I believe in the value of good old-fashioned hard news and deep, probing investigative news to help bring readers into the fold both in print and online.
That might seem like a no-brainer coming from a newspaper editor, but over the course of the last few decades, I've seen all sorts of trends and fads take root and fade away. A few trends have not, however: Today's reader is busier than ever and has an array of sources for news and information that is expanding almost daily.
That means we have to engage the reader faster and with more compelling news and information. We have to write and report about their lives in a way that is meaningful and offers value.
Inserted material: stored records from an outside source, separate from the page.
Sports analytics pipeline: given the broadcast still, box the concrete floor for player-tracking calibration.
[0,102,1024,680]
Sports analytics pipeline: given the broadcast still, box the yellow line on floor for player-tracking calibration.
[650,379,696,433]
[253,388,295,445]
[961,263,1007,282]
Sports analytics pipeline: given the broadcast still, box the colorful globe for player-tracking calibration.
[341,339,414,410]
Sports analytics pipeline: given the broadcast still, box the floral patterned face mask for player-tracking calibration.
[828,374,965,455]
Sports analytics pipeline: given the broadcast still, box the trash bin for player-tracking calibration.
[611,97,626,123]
If we give them great stories that they can wait until tomorrow to read -- readers very well may never get around to doing so.
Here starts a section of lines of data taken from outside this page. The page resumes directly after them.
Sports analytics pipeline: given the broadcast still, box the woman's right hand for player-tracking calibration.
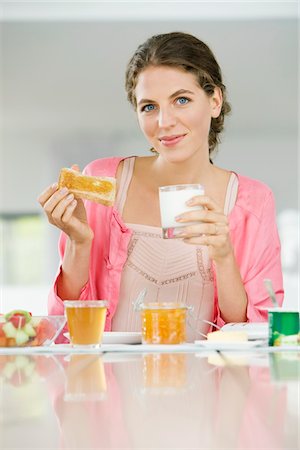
[38,166,94,244]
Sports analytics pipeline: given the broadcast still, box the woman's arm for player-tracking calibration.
[177,196,248,322]
[38,175,94,300]
[57,238,92,300]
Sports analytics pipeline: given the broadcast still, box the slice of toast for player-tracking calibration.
[58,168,116,206]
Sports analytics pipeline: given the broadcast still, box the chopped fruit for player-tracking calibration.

Our response to all this competition is reflected in the choices we make on page one. We have, over the course of a year, tried more often to put harder-hitting news on the front page. You saw this reflected in Friday's A1 with four strong stories, including news out of the Legislature about tougher rules for teenage driving. (That followed stories in this newspaper about how Minnesota had the highest teen death rate in the country related to automobile accidents.)
It is also reflected in how we choose to use our resources. Last week, for example, we ran a three-part series on what can only be called the housing nightmare in Wright County. This reflected months of work on the part of the newsroom. This project began with a story reporter Chris Serres broke about massive mortgage fraud in New Prague, which prompted lots of phone calls from homeowners and real-estate agents suggesting the housing problems were particularly severe in the northern part of the metro area.
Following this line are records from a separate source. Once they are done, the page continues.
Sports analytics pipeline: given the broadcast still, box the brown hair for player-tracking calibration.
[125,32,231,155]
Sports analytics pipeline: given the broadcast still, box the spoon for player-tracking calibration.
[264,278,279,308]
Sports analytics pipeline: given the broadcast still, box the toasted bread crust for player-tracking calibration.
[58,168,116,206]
Early on in the life of this story, our business news department decided it wanted to do more than just a quick-hit story. It spent months using database research to track down real-estate transactions and foreclosures. "But the key was good, old-fashioned reporting," said business editor Eric Wieffering. "Chris made countless trips out there to track down owners and developers, while Jim Buchta [our real-estate writer] reached out to his network of agents and builders." Others, including editor Karen Lundegaard, photographer Glen Stubbe and computer-assisted reporting editor Glenn Howatt, contributed significant time and energy.
"In the end, I think the story captured the complex forces that drove real-estate mania in many parts of the country. It began with real demand, and that created genuine opportunity. But, after a while, demand became irrelevant. Perverse incentives -- cheap money, lax lending terms and no regulatory oversight -- distorted reality," said Wieffering.
How did our readers respond? We've gotten lots of written comments from our print readers. The Web also allows us to capture, specifically, how many clicked on the story and read it. Day one, alone, received 295,000 page views. When we add in all the page views from the other parts of the project and accompanying slide shows, the total project got about 675,000 page views. Terry Sauer, one of our senior editors for online, said he couldn't remember a project with that kind of readership.